A symbolic ceremony to "awaken the giant" took place in Glenshee on 6 November to coincide with the designated day of mass mobilisation for COP26.

The ceremony was the official opening of The Awakening, a 9,000 square metre installation of a giant hand sited on the Coire Lairige at the Spittal of Glenshee, inspired by the Glen’s many Finn mac Cumhaill stories, and commissioned by the Cateran Ecomuseum, one of only two "museums without walls" in Scotland.

A Pictish war horn, the Carnyx, was sounded in the glen three times by musical archaeologist and wind instrumentalist, John Kenny, to awaken the giant. The event was inspired by old Scottish giant lore which tells us that Finn is asleep under the mountains with his warriors ready to be awoken at a time of great portent by this signal so that he can come to our aid.

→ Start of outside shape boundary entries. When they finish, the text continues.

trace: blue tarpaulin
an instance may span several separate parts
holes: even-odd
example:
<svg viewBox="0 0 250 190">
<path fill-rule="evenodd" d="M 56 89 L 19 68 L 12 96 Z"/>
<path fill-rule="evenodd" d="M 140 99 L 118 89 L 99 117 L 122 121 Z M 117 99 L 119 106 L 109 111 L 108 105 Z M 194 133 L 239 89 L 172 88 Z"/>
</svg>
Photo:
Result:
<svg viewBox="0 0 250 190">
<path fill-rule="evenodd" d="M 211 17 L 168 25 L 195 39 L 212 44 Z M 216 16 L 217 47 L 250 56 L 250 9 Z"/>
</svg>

The Cateran Ecomuseum’s poet in residence, Jim Mackintosh, read a new poem for The Awakening, and storyteller Lindsey Gibb told a re-imagined tale about the piece – both of which were performed in public for the first time at The Awakening ceremony.

Pupils from Kirkmichael Primary School gifted representatives from the area with hazel trees, symbols of wisdom and inspiration in Celtic mythology.
 

The Awakening Ceremony

Pictured at the opening ceremony are, from left, musical archaeologist John Kenny, storyteller Lindsey Gibb, Kevin Stirling, John Swinney MSP, poet Jim Mackintosh, Bob Ellis from Visit Cateran Country, Clare Cooper from the Cateran Ecomuseum, David Woodcock from Kirkmichael with artists Martin McGuinness and Fraser Gray

Co-designed by talented Tayside-based artist, Martin McGuinness, whose acclaimed portrait of Hamish Henderson formed part of the launch of the innovative Cateran Ecomuseum in 2019, and long-term collaborator Fraser Gray, The Awakening will be in place until around mid-December, coinciding with the UN Climate Change Conference COP26 which took place in Glasgow.

Made out of 2,500 metres of jute and geotextile and pinned to the earth it has taken nearly 500 hours to install. And at 180 metres by 50 metres, and 2,000 metres above sea level, it's thought to be highest art installation ever placed in the UK landscape.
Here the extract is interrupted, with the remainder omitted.